Redis has disclosed particulars of a maximum-severity security flaw in its in-memory database software program that might end in distant code execution below sure circumstances.
The vulnerability, tracked as CVE-2025-49844 (aka RediShell), has been assigned a CVSS rating of 10.0.
“An authenticated person might use a specifically crafted Lua script to govern the rubbish collector, set off a use-after-free, and probably result in distant code execution,” based on a GitHub advisory for the difficulty. “The issue exists in all variations of Redis with Lua scripting.”

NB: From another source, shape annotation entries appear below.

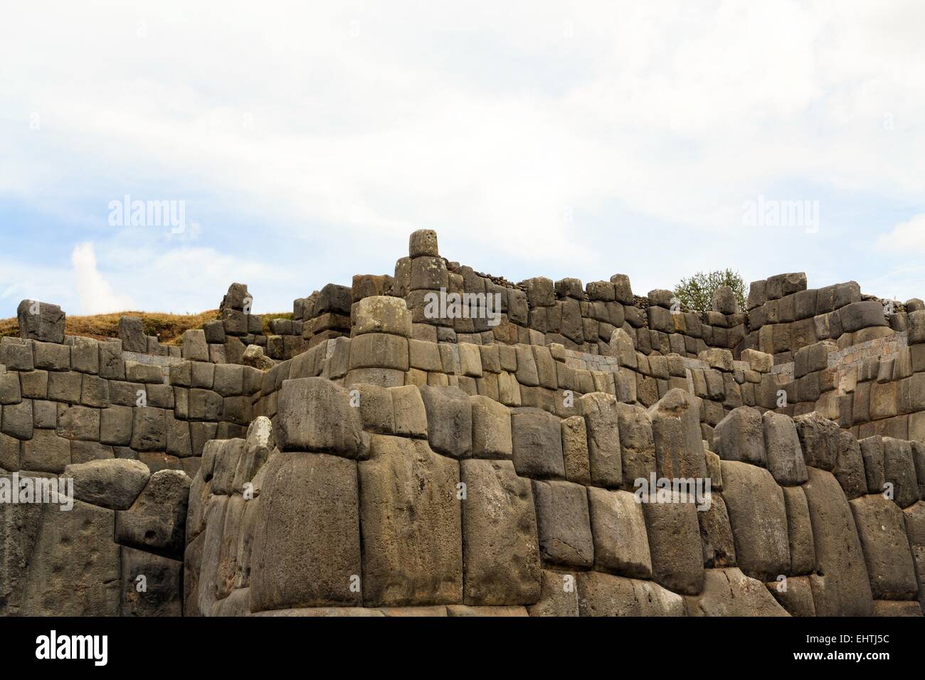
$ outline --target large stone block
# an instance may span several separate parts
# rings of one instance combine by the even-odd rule
[[[578,610],[581,616],[684,616],[684,601],[651,581],[585,572],[578,575]]]
[[[854,333],[861,328],[873,326],[886,326],[883,305],[876,300],[851,303],[839,310],[842,328],[845,333]]]
[[[882,494],[849,501],[875,600],[914,600],[919,594],[903,511]]]
[[[471,455],[473,426],[469,395],[455,387],[424,386],[420,390],[433,450],[453,458]]]
[[[816,569],[816,545],[812,540],[809,506],[800,487],[783,487],[787,509],[787,536],[790,545],[791,575],[809,574]]]
[[[703,565],[708,569],[735,566],[735,540],[726,502],[713,493],[709,507],[697,513],[703,546]]]
[[[352,310],[353,333],[388,333],[411,338],[411,312],[401,298],[375,295],[364,298]]]
[[[648,410],[660,477],[707,476],[699,411],[694,397],[677,388]]]
[[[118,615],[119,547],[113,542],[113,514],[80,501],[68,511],[43,506],[19,614]]]
[[[773,411],[761,416],[764,426],[764,449],[768,454],[768,470],[782,486],[802,484],[807,480],[807,465],[800,448],[794,421]],[[747,574],[747,570],[746,570]]]
[[[61,307],[23,300],[16,310],[19,337],[43,342],[64,342],[65,313]]]
[[[511,409],[486,396],[471,397],[472,454],[475,458],[511,458]]]
[[[165,557],[182,557],[191,483],[180,470],[152,475],[131,507],[116,513],[117,542]]]
[[[511,461],[460,464],[464,601],[475,605],[534,604],[540,560],[530,480]]]
[[[838,454],[832,472],[848,500],[867,493],[861,448],[850,432],[843,430],[838,433]]]
[[[74,498],[110,510],[128,510],[148,483],[148,466],[122,458],[68,465],[62,475],[74,480]]]
[[[809,468],[803,485],[817,571],[813,600],[820,616],[870,616],[873,608],[870,583],[855,520],[845,493],[832,473]]]
[[[539,601],[527,607],[531,616],[578,616],[578,588],[575,577],[544,569]]]
[[[610,488],[620,487],[623,473],[616,398],[605,392],[591,392],[578,400],[578,409],[587,424],[592,482]]]
[[[543,562],[589,567],[594,540],[585,487],[572,482],[533,482],[536,527]]]
[[[518,475],[537,478],[565,476],[559,418],[536,408],[513,409],[511,430]]]
[[[364,603],[461,602],[459,464],[425,440],[374,435],[359,479]]]
[[[652,578],[665,587],[696,595],[703,587],[703,550],[693,502],[642,503],[652,558]]]
[[[646,518],[635,495],[591,487],[587,498],[595,568],[623,576],[651,578]]]
[[[276,439],[283,451],[314,451],[363,458],[369,436],[351,394],[324,377],[284,380],[276,419]]]
[[[623,468],[623,486],[633,488],[636,479],[648,479],[656,471],[652,422],[645,408],[630,403],[617,403],[617,416]]]
[[[351,340],[350,367],[408,370],[408,339],[386,333],[367,333]]]
[[[648,418],[647,418],[648,421]],[[573,415],[561,422],[562,457],[565,478],[577,484],[591,483],[591,467],[587,453],[587,427],[581,415]],[[649,428],[651,437],[651,427]],[[655,447],[652,449],[653,457]]]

Nevertheless, for exploitation to achieve success, it requires an attacker to first achieve authenticated entry to a Redis occasion, making it essential that customers do not depart their Redis cases uncovered to the web and safe them with sturdy authentication.
The difficulty impacts all variations of Redis. It has been addressed in variations 6.2.20, 7.2.11, 7.4.6, 8.0.4, and eight.2.2 launched on October 3, 2025.
As non permanent workarounds till a patch may be utilized, it is suggested to forestall customers from executing Lua scripts by setting an entry management listing (ACL) to limit EVAL and EVALSHA instructions. It is also essential that solely trusted identities can run Lua scripts or every other probably dangerous instructions.
Cloud security firm Wiz, which found and reported the flaw to Redis on Could 16, 2025, described it as a use-after-free (UAF) reminiscence corruption bug that has existed within the Redis supply code for about 13 years.
It primarily permits an attacker to ship a malicious Lua script that results in arbitrary code execution outdoors of the Redis Lua interpreter sandbox, granting them unauthorized entry to the underlying host. In a hypothetical assault state of affairs, it may be leveraged to steal credentials, drop malware, exfiltrate delicate information, or pivot to different cloud companies.
“This flaw permits a publish auth attacker to ship a specifically crafted malicious Lua script (a function supported by default in Redis) to flee from the Lua sandbox and obtain arbitrary native code execution on the Redis host,” Wiz stated. “This grants an attacker full entry to the host system, enabling them to exfiltrate, wipe, or encrypt delicate information, hijack assets, and facilitate lateral motion inside cloud environments.”
Whereas there is no such thing as a proof that the vulnerability was ever exploited within the wild, Redis cases are a profitable goal for risk actors seeking to conduct cryptojacking assaults and enlist them in a botnet. As of writing, there are about 330,000 Redis cases uncovered to the web, out of which about 60,000 of them lack any authentication.
“With a whole lot of hundreds of uncovered cases worldwide, this vulnerability poses a big risk to organizations throughout all industries,” Wiz stated. “The mixture of widespread deployment, default insecure configurations, and the severity of the vulnerability creates an pressing want for fast remediation.”